Run Time and Memory Use Advice

Introduction

Some Plugins perform intensive repetitive operations, which on a large database in excess of 10,000 Individuals, may take a long time or need large amounts of memory.

This article suggests how these resources can be minimised by using a few simple techniques. If the Plugin run time is measured in minutes rather than seconds, then even a 10% saving becomes significant.

Global v Local

As a general rule local variables are more efficient than global variables, but there are exceptions.

When a function requires a lookup table of constants, such as below, then it is faster if it is global.

TblLookup = { A=1,E=2,I=3,O=4,U=5 }

This is because the global table is only created once, whereas a local table is created every time the function is called.

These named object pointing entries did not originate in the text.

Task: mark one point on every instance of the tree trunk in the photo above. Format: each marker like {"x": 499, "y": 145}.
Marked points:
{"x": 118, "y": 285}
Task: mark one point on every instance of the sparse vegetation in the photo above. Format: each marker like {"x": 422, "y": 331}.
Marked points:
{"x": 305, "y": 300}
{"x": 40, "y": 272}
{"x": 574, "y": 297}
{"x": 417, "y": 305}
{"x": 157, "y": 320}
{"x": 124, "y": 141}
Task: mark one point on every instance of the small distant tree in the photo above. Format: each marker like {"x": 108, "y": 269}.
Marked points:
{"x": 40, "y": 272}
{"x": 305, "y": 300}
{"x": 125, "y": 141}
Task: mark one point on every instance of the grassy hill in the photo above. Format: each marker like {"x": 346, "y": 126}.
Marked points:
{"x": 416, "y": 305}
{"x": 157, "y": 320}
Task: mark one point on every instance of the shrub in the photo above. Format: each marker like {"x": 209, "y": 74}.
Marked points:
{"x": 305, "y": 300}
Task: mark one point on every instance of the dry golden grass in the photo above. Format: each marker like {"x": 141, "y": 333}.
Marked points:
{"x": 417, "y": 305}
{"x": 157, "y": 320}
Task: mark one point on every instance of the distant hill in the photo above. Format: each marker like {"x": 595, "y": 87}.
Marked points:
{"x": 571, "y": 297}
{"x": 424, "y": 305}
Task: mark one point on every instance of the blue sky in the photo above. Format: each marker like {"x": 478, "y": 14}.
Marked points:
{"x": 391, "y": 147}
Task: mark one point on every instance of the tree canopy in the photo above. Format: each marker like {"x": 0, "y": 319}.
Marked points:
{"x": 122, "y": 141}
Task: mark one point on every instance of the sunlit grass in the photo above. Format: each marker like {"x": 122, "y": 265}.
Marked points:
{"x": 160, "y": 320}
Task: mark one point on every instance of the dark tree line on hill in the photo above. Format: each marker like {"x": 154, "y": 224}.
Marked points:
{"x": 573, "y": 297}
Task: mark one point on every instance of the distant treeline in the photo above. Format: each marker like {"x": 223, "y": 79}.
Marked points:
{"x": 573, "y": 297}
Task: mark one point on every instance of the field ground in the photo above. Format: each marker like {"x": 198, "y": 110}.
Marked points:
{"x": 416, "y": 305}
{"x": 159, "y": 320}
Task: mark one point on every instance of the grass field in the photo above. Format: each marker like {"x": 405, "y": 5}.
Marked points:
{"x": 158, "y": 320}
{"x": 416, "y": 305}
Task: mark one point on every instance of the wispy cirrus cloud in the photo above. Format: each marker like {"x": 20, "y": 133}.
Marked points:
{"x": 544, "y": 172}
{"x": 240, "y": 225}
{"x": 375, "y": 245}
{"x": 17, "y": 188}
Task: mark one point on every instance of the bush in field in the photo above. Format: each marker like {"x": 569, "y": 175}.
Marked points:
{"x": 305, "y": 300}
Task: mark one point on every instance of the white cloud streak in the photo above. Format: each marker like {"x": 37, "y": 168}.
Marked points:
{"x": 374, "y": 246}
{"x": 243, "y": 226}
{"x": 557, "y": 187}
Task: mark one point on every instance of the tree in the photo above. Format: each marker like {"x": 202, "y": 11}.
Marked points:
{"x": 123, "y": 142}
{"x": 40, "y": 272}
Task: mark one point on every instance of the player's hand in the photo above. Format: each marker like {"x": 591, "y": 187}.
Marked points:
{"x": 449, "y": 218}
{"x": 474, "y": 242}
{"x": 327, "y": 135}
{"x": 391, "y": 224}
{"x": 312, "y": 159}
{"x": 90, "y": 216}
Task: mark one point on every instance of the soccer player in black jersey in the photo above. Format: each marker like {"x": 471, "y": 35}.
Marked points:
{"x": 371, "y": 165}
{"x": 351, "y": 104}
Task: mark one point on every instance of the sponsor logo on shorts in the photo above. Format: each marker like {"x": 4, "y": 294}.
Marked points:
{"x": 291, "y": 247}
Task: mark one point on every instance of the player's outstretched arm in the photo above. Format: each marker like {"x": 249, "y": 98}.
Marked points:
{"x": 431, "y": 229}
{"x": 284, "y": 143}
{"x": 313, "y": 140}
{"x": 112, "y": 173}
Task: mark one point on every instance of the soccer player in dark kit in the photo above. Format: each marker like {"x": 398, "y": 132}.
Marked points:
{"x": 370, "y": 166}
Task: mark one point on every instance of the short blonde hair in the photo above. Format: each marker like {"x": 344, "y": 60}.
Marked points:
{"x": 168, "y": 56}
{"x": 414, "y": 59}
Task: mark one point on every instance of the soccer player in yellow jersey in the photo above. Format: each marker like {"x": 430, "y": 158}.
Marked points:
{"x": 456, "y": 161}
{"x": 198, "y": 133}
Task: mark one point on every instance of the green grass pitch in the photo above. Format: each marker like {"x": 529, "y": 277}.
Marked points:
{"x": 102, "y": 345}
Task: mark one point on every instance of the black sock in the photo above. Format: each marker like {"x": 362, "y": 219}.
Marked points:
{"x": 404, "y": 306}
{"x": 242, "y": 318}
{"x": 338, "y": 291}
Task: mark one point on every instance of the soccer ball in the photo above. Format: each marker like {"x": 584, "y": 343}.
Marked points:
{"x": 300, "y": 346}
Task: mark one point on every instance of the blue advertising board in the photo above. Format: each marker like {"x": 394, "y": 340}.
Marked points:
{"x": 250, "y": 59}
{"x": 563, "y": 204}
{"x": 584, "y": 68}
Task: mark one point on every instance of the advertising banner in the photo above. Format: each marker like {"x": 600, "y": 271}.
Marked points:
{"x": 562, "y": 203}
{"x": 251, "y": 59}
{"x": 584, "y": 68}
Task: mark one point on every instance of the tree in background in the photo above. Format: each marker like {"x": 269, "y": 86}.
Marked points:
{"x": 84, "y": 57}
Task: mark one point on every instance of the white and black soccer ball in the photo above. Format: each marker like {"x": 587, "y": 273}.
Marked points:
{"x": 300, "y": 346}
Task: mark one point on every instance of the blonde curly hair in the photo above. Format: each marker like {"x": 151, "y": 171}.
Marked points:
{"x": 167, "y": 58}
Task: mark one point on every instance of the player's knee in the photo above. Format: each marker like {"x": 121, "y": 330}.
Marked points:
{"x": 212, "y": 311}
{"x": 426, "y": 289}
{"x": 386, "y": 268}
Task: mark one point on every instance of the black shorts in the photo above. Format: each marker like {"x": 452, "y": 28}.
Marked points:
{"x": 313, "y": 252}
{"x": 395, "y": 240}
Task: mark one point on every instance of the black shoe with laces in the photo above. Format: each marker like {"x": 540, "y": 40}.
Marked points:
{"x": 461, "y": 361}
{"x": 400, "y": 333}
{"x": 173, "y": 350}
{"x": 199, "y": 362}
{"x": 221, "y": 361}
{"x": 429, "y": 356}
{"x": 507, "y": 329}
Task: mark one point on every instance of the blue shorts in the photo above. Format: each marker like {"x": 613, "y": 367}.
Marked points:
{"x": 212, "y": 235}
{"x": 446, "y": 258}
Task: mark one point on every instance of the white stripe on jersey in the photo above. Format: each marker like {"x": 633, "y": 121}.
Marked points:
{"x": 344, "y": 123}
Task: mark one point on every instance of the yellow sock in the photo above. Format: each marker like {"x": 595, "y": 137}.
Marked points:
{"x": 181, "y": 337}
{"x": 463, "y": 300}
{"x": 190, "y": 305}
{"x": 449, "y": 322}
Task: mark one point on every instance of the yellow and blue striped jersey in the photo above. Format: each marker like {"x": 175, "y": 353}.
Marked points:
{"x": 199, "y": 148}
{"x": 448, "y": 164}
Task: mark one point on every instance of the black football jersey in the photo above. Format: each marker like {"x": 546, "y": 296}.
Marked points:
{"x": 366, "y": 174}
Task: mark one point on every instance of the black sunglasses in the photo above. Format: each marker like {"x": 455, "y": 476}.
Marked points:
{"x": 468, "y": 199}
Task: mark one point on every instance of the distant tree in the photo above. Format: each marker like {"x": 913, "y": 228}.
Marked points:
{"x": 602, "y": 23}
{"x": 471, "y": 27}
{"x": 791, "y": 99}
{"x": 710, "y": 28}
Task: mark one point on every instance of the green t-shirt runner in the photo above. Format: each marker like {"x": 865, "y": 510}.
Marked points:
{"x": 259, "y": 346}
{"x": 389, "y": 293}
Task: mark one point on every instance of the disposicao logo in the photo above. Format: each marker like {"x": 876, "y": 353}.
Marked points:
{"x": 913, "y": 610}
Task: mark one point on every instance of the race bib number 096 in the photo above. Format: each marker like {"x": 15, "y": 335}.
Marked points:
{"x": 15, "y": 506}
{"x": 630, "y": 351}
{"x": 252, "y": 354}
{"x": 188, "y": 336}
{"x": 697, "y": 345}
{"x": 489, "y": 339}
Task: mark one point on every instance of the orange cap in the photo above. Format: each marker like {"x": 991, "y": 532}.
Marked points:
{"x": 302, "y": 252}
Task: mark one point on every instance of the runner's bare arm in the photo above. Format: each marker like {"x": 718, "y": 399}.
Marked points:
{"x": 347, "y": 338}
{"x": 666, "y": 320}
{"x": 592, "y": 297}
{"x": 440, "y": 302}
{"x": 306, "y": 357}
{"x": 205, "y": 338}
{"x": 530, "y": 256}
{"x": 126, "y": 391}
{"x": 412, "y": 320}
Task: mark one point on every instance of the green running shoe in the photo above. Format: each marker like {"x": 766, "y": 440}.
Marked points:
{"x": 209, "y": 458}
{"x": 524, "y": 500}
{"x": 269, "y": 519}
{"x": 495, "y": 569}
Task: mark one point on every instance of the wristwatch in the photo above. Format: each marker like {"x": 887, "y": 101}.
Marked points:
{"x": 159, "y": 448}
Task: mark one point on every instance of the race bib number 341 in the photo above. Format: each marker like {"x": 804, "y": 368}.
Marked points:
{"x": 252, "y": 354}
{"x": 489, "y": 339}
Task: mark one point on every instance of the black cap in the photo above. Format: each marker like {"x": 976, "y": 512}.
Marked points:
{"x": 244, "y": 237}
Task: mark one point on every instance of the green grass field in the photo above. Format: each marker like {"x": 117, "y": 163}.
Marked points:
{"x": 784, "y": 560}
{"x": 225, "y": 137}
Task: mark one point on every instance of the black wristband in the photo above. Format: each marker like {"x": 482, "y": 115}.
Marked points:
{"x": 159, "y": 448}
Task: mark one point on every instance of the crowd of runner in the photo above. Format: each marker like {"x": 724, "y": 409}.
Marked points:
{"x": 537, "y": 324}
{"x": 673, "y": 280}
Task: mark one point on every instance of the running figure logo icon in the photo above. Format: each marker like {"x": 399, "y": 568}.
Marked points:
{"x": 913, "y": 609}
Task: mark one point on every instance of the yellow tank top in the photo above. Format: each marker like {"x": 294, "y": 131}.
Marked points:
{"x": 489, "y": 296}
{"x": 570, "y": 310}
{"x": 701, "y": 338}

It can also help to define local variables that reference global variables, especially an indexed table entry. e.g.

local tblCode = TblLookup
local intNumb = IntNumber
local tblMode = TblMode[intNumb]

Where the same table lookup or other complex operation is required multiple times, then assign the result to a local variable and use it multiple times instead. e.g.

if tblCode[strA] > 1 and tblCode[strA] < intLast then
	intSum = intSum + tblCode[strA]
end

becomes

local intCode = tblCode[strA]		-- Look up the value once 
if intCode > 1 and intCode < intLast then
	intSum = intSum + intCode	-- Use the local variable three times
end

Some of the above techniques are illustrated in the Soundex (code snippet) examples, where the Global Variable Version runs about 5 times faster than the Local Variable Version, and the Function Prototype Version takes things one step further.

Although a local function within another function clarifies its scope of use, a global function is faster. Maybe it is due to the global function being defined only once, whereas a local function is defined every time its container function is called.

Progress Bar

The Progress Bar (code snippet) provides useful feedback and a cancel option for long running Plugins. However, if the Global Variable Version is called too frequently, its own code can significantly extend the run time.

Therefore, it may be better to avoid calling the ProgressDisplay.Step function on every loop step. e.g.

ProgressDisplay.Start("Loop Progress",9000)
intSteps = 0
for i = 1, 9000 do
	intSteps = intSteps + 1
	if intSteps == 100 then		-- Note that	if intSteps % 100 == 0 then	is slower
		intSteps = 0
		ProgressBar.Step(100)	-- Only update Progress Bar every 100 steps
	end
	if ProgressBar.Stop() then break end
end

This problem has been mitigated in the Function Prototype Version by only updating the display when necessary instead of every Step.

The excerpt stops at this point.